8. Using and Contributing to the Slackbot

Short description:

Hannah asked if the Slackbot can be used and if it should be hosted or use a serverless hosting platform. The bot still needs some fixes, and anyone is welcome to contribute by forking the project and submitting pull requests. Jeff encourages collaboration and mentions that solving his own problem led to this invention. Anna expresses interest in helping, and Jeff shares his GitHub account with her. The Q&A session concludes, and Jeff thanks the audience for their time.

So, we got a comment from Hannah that says, I love the Slackbot. Maybe you mentioned it and I missed it in the talk, but can we use it or should we host it ourselves or basically use a serverless hosting platform for that, of course, but can we already use the bot? It needs a few more pieces. You know, I cheated in that. I authorized the Slackbot. I authorized the app through GitHub and it's always posting as me. So there are some fixes and it's out there. So if anybody wants to fork it and harden it up and make it more applicable, happy to do it. Happy to take any pull requests if somebody wants to add some code and submit a pull request and maybe we can build this together as a community. I think it would be fun to have. I certainly was solving my own problem with this. Well that's how 9 out of 10 inventions are made, I guess, right? That's right. Identify a problem, and you might be the only one in the world having this problem, but at least you have someone who identifies with this problem, Anna. So Anna, you can help Jeff out, right? PR is welcome. Absolutely.

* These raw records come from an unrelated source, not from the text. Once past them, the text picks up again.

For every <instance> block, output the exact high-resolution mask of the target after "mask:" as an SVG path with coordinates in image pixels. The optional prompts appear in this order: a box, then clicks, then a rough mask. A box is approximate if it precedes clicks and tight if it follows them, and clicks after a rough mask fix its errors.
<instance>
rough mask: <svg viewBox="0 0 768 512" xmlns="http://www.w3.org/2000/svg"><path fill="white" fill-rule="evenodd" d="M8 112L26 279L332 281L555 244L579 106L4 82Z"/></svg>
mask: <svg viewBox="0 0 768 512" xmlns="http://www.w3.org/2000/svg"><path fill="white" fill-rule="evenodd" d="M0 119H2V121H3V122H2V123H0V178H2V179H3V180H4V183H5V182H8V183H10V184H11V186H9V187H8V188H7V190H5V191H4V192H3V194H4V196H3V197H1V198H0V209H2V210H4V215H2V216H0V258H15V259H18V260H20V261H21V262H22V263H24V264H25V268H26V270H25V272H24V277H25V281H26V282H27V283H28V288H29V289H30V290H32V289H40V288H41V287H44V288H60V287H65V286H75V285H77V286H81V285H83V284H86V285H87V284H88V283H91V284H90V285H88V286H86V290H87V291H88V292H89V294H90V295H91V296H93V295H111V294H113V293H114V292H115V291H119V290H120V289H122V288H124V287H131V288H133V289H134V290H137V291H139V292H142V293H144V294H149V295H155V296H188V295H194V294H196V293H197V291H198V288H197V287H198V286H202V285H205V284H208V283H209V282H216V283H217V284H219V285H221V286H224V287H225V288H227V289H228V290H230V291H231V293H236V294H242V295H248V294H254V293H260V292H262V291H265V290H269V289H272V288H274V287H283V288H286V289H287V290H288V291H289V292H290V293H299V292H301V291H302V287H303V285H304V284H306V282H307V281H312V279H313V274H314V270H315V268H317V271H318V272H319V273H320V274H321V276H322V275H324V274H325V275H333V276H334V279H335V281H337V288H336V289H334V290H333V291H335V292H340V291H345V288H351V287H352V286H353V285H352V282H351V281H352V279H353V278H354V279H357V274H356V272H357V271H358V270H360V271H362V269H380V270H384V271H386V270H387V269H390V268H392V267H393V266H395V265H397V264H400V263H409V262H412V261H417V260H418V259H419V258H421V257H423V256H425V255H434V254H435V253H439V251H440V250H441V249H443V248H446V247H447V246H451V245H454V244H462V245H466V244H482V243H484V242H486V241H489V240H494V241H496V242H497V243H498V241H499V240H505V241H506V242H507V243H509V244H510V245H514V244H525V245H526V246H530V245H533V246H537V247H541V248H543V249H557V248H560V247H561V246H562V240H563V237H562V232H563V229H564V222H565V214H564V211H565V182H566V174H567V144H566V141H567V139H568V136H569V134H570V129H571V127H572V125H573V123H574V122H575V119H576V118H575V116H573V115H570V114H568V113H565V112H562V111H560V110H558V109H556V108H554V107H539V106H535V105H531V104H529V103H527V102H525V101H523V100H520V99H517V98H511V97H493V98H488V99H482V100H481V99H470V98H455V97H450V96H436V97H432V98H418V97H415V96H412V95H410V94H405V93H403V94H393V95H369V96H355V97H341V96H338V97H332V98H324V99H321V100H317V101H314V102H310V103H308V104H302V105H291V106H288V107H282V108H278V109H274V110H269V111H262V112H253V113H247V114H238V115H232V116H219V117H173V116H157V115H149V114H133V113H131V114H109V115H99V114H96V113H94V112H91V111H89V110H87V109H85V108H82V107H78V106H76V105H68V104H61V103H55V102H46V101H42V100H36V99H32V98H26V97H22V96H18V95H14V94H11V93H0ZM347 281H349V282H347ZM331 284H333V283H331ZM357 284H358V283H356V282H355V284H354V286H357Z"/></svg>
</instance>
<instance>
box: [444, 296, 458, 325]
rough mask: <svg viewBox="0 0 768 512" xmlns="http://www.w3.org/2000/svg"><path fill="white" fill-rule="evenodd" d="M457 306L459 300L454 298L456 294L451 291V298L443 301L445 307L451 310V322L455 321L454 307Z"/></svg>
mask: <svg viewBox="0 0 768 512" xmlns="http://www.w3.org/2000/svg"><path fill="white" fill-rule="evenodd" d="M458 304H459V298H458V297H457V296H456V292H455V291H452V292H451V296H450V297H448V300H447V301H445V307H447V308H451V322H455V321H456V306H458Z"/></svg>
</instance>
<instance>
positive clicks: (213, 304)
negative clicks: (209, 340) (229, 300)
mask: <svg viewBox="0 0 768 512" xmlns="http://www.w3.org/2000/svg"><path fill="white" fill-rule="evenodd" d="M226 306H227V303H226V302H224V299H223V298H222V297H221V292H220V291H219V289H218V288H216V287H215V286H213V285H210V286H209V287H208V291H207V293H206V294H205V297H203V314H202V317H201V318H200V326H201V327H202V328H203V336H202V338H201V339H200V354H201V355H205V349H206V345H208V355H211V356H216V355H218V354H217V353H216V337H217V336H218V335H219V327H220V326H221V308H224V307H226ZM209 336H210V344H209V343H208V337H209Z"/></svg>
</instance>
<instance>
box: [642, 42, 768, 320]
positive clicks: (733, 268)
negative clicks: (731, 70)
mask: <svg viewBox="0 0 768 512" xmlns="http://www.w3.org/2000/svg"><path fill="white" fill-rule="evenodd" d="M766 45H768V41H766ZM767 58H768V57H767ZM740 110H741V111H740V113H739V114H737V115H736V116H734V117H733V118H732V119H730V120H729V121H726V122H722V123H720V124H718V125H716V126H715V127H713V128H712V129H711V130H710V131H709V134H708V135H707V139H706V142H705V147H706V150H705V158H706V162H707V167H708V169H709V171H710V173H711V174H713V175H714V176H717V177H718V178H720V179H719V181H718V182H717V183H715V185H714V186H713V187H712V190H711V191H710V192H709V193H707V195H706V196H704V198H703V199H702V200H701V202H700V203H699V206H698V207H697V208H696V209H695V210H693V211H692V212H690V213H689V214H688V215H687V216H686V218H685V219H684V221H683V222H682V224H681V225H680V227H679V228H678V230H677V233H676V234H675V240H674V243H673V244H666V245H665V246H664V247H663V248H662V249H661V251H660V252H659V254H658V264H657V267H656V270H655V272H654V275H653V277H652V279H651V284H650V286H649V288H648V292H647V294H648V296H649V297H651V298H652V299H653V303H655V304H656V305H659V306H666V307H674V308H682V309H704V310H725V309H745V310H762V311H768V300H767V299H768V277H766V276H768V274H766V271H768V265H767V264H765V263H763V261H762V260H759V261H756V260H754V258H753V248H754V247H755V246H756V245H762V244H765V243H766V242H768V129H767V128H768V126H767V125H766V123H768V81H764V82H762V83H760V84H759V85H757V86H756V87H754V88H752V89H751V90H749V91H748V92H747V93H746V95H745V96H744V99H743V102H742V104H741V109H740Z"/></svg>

All right, so we have no more questions coming in from our audience. Oh, Anna says, very cool. Thank you. Thanks, Anna. Can you plug your GitHub account once more, so Anna can find you? Yeah, so it's E-U-D-A-I-M-O-S. All right, Anna, I hope you got that, and Jeff will be in his speaker room right after this. Jeff, I'm going to thank you for your time, and hope to see you in real life maybe one day soon. That would be great. Have a nice day. Bye bye. Thanks, man.